- Education: University of Manchester (BSc, MSc, PhD)
- Awards: AAAS Award for Public Engagement with Science (2019) National Teaching Fellowship (2011)
- Scientific career
- Workplaces: Manchester Metropolitan University
- Thesis: Effect of two potential sucrose-substitutes upon adherence and sucrose metabolism of Streptoccus mutans (1981)
- Website: www2.mmu.ac.uk/athena-swan/women-in-science-at-mmu/joanna-verran/

= Joanna Verran =

British microbiologist

Joanna Verran is an Emeritus Professor of Microbiology and Head of Science Communication at Manchester Metropolitan University (MMU). She studies the interaction of microorganisms with inert surfaces. She was awarded the 2019 AAAS Award for Public Engagement with Science.

== Early life and education ==
Verran studied maths, biology and chemistry at A-level. She studied bacteriology and virology and the University of Manchester and graduated with a bachelor's degree in 1977. She went on to earn a Master of Science (MSc) degree in 1978 followed by a PhD in 1981. Her postgraduate research was based on Streptococcus mutans.

== Career and research==
Verran works on the interactions of microorganisms with surfaces including food preparation surfaces, water pipes and dentures at Manchester Metropolitan University. She has looked at the pathogenicity of Candida albicans and how it relates to stomatitis. She recognised that the properties of surfaces affected the retention of cells, and began to investigated the topography and chemistry of surfaces. She was the academic lead for a Ministry of Agriculture, Fisheries and Food (MAFF) LINK project that worked with Unilever, AstraZeneca, studying the impact of wear on the ability to clean food surfaces.

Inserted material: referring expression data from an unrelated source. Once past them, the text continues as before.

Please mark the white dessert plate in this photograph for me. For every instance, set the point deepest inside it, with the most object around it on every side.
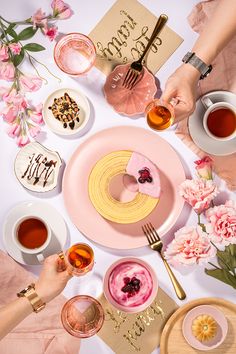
(37, 167)
(47, 213)
(198, 133)
(55, 125)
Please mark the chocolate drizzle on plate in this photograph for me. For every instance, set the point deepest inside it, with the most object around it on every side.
(39, 169)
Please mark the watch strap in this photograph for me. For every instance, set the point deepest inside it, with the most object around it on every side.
(197, 63)
(35, 301)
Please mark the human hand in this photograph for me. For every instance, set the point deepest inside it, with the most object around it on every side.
(181, 87)
(52, 279)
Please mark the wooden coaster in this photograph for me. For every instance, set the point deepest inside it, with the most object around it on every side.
(172, 340)
(101, 175)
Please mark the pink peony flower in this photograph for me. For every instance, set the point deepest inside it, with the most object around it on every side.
(38, 18)
(34, 130)
(30, 83)
(14, 130)
(61, 10)
(51, 32)
(22, 140)
(190, 246)
(7, 71)
(222, 226)
(15, 48)
(4, 91)
(4, 53)
(198, 193)
(9, 113)
(36, 114)
(204, 167)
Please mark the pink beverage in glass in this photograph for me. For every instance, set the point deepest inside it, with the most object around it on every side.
(79, 259)
(82, 316)
(75, 54)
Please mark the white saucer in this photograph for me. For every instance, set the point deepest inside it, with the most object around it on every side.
(197, 132)
(55, 125)
(47, 213)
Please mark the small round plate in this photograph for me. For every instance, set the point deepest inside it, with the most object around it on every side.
(219, 318)
(37, 167)
(47, 213)
(125, 101)
(199, 135)
(55, 125)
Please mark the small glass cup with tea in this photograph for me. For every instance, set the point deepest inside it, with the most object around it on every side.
(219, 120)
(160, 115)
(79, 259)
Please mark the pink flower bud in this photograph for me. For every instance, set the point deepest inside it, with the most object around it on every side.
(204, 167)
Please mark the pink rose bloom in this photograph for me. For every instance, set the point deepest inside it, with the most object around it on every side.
(61, 10)
(204, 167)
(222, 226)
(190, 246)
(4, 53)
(9, 113)
(7, 71)
(14, 130)
(51, 33)
(3, 92)
(38, 18)
(22, 140)
(15, 48)
(36, 114)
(30, 83)
(198, 193)
(34, 130)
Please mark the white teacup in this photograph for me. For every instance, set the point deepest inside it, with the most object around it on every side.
(210, 108)
(25, 233)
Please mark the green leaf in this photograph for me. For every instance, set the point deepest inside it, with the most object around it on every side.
(18, 58)
(33, 47)
(222, 275)
(27, 33)
(227, 258)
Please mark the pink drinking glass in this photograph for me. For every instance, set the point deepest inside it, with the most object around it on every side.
(82, 316)
(75, 54)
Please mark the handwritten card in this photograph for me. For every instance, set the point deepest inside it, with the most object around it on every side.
(136, 333)
(122, 35)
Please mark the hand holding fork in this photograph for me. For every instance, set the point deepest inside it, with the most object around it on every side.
(136, 67)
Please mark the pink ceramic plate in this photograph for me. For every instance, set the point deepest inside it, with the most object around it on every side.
(219, 318)
(129, 102)
(75, 186)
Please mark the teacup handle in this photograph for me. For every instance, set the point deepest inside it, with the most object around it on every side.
(40, 257)
(206, 102)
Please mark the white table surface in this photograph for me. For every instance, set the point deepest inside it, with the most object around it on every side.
(86, 15)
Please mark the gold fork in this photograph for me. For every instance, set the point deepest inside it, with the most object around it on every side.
(136, 67)
(156, 245)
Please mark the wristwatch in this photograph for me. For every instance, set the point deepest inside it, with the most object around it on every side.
(202, 67)
(33, 297)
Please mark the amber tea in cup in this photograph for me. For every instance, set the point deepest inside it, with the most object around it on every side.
(219, 120)
(159, 115)
(79, 259)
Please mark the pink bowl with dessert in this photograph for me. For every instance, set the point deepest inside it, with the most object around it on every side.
(130, 285)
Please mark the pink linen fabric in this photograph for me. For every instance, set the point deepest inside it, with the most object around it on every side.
(222, 77)
(40, 333)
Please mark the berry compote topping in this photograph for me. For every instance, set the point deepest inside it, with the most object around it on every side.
(132, 286)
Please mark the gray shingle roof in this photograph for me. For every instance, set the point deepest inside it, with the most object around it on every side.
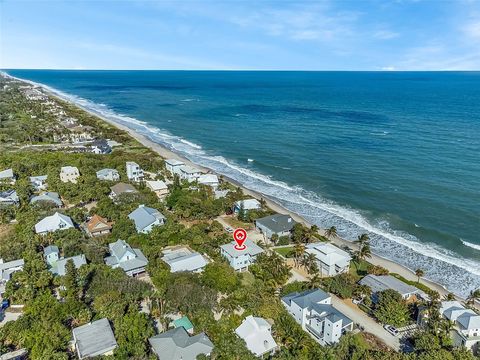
(277, 223)
(384, 282)
(176, 344)
(94, 339)
(144, 216)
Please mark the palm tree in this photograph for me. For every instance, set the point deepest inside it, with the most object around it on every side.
(473, 296)
(419, 273)
(362, 239)
(331, 232)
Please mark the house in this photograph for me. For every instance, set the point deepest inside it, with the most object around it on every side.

She developed atomic force microscopy to evaluate the attachment of microorganisms to work surfaces. The project informed European Commission funded PathogenCombat, which informed small and medium-sized enterprises about food hygienic preparation. She served as President of the International Biodeterioration Biodegradation Society between 2006 and 2009.

Verran was awarded a National Teaching Fellowship in 2011 and is a Principal Fellow of the Higher Education Academy (HEA). She was involved in the creation of the National Subject Profile in Microbiology. She published An Atlas of Biodeterioration in 2013. She contributed to Effective Learning in the Life Sciences: How Students Can Achieve Their Full Potential.

Verran became interested in the intersection of science and the arts; supporting students to engage with different disciplines. In 2009 Verran launched the Bad Bugs Book Club which looks to engage people with microbiology and infectious diseases. The book club is open to the scientists and non-scientists. She held a Bad Bugs Book Club at the British Science Association Science Communication Conference in 2015. The book club was a case study in Science Communication: A Practical Guide for Scientists. Verran has used zombies and vampires that can act as models of infectious diseases, and demonstrated the exhibit at Cheltenham Science Festival. She has researched effective means of evaluating science communication. She launched the Manchester Metropolitan University (MMU) science communication Master's program in 2016. Verran has been involved with the Bradford Literature Festival and Manchester Children's Book Festival. She has written for The Conversation. She has explored how educational interventions can impact adolescent opinions of vaccinations.

=== Awards and honours ===
Her awards and honours include:
- 2019 AAAS Award for Public Engagement with Science
- 2011 National Teaching Fellowship from the HEA
- 2011 Society for Applied Microbiology Communications Award
- 2006 Society for General Microbiology Award for Innovation in Microbiology Education
- 2023 FEMS Science Communication Award

== Personal life ==
Verran is married with two children.